Method 1: Simple Z-Score

Compare today is value to the historical mean and standard deviation:

z_score = (current_value - historical_mean) / historical_std
is_anomaly = abs(z_score) > 3

When to use: Stable metrics without strong seasonality.

Limitations: Does not handle trends or weekly patterns.

Method 2: Rolling Statistics

Use a rolling window to adapt to changing baselines:

rolling_mean = df["metric"].rolling(window=28).mean()
rolling_std = df["metric"].rolling(window=28).std()
z_score = (df["metric"] - rolling_mean) / rolling_std

When to use: Metrics with gradual trends.

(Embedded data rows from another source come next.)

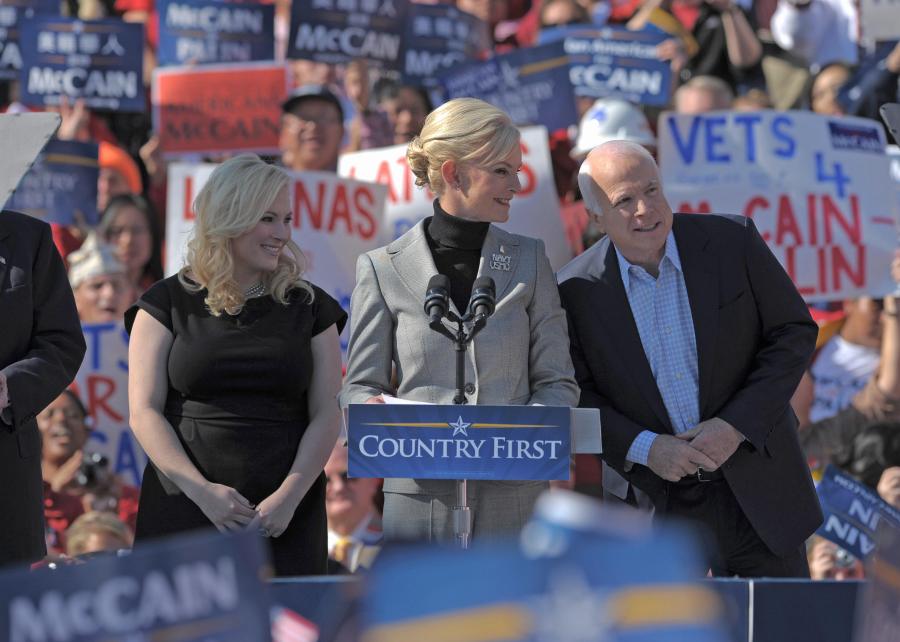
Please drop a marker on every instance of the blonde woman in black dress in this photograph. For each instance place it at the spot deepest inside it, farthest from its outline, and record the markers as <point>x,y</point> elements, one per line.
<point>234,367</point>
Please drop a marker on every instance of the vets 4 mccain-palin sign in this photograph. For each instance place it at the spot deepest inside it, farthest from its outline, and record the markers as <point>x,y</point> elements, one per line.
<point>459,442</point>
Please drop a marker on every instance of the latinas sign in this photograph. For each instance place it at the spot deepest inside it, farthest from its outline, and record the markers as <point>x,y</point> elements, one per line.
<point>459,442</point>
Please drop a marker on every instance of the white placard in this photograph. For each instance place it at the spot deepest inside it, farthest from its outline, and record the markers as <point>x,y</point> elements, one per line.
<point>817,187</point>
<point>534,211</point>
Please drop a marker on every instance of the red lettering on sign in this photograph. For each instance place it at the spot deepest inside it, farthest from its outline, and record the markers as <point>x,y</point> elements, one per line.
<point>100,389</point>
<point>363,198</point>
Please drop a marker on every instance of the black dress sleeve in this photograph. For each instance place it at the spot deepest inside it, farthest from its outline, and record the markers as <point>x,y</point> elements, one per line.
<point>326,311</point>
<point>157,302</point>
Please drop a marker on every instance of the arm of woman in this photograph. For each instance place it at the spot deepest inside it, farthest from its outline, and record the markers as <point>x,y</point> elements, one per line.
<point>277,510</point>
<point>550,372</point>
<point>148,353</point>
<point>370,353</point>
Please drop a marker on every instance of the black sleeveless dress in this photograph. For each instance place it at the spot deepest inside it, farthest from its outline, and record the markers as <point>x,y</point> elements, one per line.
<point>238,403</point>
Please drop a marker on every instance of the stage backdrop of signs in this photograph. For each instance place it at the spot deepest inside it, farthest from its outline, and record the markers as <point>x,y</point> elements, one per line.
<point>101,61</point>
<point>854,513</point>
<point>336,31</point>
<point>459,442</point>
<point>618,63</point>
<point>878,19</point>
<point>817,187</point>
<point>534,211</point>
<point>602,587</point>
<point>335,220</point>
<point>11,13</point>
<point>61,187</point>
<point>532,85</point>
<point>218,109</point>
<point>207,31</point>
<point>196,588</point>
<point>102,385</point>
<point>439,36</point>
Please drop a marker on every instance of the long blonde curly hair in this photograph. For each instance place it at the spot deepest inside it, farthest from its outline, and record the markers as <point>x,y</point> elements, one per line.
<point>233,200</point>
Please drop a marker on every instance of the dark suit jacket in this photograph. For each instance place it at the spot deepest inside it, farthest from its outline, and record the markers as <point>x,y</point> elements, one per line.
<point>41,347</point>
<point>754,340</point>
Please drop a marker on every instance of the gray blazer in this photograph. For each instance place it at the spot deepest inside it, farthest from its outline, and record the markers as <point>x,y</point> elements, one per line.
<point>520,357</point>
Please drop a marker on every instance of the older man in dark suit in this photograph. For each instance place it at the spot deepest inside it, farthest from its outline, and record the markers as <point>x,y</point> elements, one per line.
<point>41,347</point>
<point>690,338</point>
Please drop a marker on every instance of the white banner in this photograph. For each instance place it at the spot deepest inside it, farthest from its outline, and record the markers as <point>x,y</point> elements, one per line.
<point>102,384</point>
<point>534,211</point>
<point>335,220</point>
<point>817,187</point>
<point>880,19</point>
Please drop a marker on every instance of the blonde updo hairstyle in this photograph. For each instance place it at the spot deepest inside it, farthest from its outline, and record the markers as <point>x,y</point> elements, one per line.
<point>462,130</point>
<point>233,200</point>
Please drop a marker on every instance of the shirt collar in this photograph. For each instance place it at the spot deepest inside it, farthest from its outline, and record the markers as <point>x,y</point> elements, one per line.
<point>671,253</point>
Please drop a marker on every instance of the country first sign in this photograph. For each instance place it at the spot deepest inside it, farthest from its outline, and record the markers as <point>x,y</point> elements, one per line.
<point>459,442</point>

Limitations: Still struggles with seasonality.

Method 3: Seasonal Decomposition

Decompose the time series into trend, seasonal, and residual components. Flag anomalies in the residuals.

from statsmodels.tsa.seasonal import seasonal_decompose

result = seasonal_decompose(df["metric"], period=7)
residuals = result.resid
# Apply z-score to residuals

When to use: Metrics with weekly/monthly patterns.

Method 4: Prophet-based Detection

Facebook Prophet provides uncertainty intervals out of the box:

from prophet import Prophet

model = Prophet(interval_width=0.99)
model.fit(df)
forecast = model.predict(df)
# Flag points outside yhat_upper/yhat_lower

When to use: Complex seasonality, holiday effects.

Practical Tips

  1. Start simple: Z-scores solve more problems than you would think. I usually start here.
  2. Tune thresholds: 3-sigma is a starting point, not a rule. Adjust based on your tolerance for false positives.
  3. Handle missing data: Anomaly detectors hate gaps—fill them thoughtfully.
  4. Alert fatigue is real: Better to miss some anomalies than cry wolf constantly. I have learned this the hard way.
  5. Investigate before alerting: Many “anomalies” have mundane explanations.

The Meta-Problem

The hardest part of anomaly detection is not the algorithm—it is defining what counts as an anomaly worth acting on. Work backwards from “what would we do if we saw this alert?” to set appropriate thresholds. If the answer is “nothing,” maybe you do not need that alert.